Белые облака взялись собираться, плестись в пуховое тонкое кружево, да и затянули всё небо. Душно да тихо стало, будто перед грозой. Псы зевают, куры в земле купаются да крыльями хлопают, на дереве не шелохнётся и лист.

Двое стоят под старым вязом у постоялого двора. Один говорит, а другой и слушать не хочет.

— Да ты пойми, — опять повторяет Дарко, — жизнь-то эта вольная не так хороша, как спервоначалу-то кажется! Услыхал ты, значит, как мужики поминают всякое, да ведь люди о чём обыкновенно говорят? О том, что запомнилось, да о том, чем похвалиться можно. А о том, как вора поймали да бьют, сказывать никто не станет. Иные дела возливые, да ничего не принесут. Пуговки-то, бывает, золочёные, а три дня не евши.

Глядит он с укором на Завида, бородёнкою жидкой кивает и говорит:

— Ишь, рубахою новой тебя купили, значит?

Завид исподлобья глядит, с ноги на ногу переминается. Не по сердцу ему разговор, да ведь не уйдёшь. Одно радует, силою Дарко его к Невзору тащить не станет. Понудит да отвяжется.

И ведь про пуговки-то, как нарочно, он верно сказал. Завид хотя и в новой рубахе, а с дороги не евши. Да в том не сознаешься, стыдно.

Подумал Завид, да и говорит:

— Сам-то коней гоняешь. И как Тишило краденое шлёт, вы рады брать. Живёте как хотите, а меня в хлеву заперли, вам это и ладно.

Крякнул Дарко с досады, почесал в затылке.

— Да дела-то этого вдруг не покинешь, — ответил. — Ежели ввязался, так почитай на всю жизнь. Невзор-то будто свободен, а будто и нет, чтобы, значит, выдать Тишилу не мог. Хочешь не хочешь, а слушай да смотри, нельзя ли куда навести его ребят. Есть и нам с того выгода, да мы и без неё бы прожили. А тебя в хлеву никто не держал!

— Да уж не держал!

— Отчего бы держать? Скоро уж сенокос, — повёл рукою Дарко. — На дальний луг бы тебя взяли, значит, а там-то каково хорошо! Ну, днём потрудишься, а вечерами сиди у костров. Девки, бабы поют, и дух такой от скошенной травы, инда голова туманится. Поют да поглядывают, и ты на ту поглядываешь, которая тебе люба.
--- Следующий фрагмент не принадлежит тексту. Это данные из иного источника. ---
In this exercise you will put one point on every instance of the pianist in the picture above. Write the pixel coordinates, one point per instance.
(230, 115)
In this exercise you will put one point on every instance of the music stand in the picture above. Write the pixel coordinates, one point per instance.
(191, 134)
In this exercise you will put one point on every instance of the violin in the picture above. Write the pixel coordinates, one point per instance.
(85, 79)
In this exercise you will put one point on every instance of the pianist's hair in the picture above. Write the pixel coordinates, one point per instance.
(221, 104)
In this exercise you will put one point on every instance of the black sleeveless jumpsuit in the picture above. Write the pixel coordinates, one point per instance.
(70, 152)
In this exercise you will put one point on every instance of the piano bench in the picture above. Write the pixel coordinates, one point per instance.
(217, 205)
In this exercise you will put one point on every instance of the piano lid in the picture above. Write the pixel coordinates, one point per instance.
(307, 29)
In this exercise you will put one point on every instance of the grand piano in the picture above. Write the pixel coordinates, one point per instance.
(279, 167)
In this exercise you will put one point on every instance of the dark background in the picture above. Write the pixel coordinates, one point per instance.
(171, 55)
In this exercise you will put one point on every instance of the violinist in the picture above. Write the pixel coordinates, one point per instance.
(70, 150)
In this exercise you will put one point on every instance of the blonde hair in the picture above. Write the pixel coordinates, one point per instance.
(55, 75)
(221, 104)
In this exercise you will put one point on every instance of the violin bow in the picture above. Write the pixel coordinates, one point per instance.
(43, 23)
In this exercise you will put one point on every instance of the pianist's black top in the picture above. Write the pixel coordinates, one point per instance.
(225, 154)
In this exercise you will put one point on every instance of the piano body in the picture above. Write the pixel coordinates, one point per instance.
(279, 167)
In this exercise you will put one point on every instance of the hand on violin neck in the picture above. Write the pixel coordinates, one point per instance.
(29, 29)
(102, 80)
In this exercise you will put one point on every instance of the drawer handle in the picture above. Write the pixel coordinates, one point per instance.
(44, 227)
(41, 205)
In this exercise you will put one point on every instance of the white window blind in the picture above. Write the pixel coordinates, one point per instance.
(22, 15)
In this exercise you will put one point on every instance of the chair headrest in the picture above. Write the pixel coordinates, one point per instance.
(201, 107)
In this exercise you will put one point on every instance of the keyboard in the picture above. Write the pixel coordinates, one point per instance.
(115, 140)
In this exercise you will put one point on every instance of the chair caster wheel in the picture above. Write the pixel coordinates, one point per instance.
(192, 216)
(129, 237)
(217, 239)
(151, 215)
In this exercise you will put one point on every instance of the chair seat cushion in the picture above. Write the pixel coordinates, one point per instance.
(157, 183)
Завид только фыркнул, поднявши плечи.

— Умила-то приходила, — продолжил Дарко. — На другой день, как ты уехал, и пришла. Просила тебя сыскать.

— Врёшь!

— С чего бы? Приходила… Поговорить с тобою хотела.

— Да уж поздно для разговоров! — нахмурясь, сказал Завид. — Поздно! Сколько дней я ждал, не ходила, а тут пришла.

Дарко окинул его понимающим взглядом серых глаз, пощипывая бородёнку. Щиплет и будто усмешку прячет.

— Не нужен я ей, — докончил Завид. — Не об чем говорить. Она и не глядела на меня.

— То-то и оно, — наставительно сказал ему Дарко, — не глядела. А ведь она девка бойкая, и не припомню, чтобы перед кем глаза опускала, а тут, вишь, и поглядеть не может, алеет, точно маков цвет, да обмирает. Смущается, значит!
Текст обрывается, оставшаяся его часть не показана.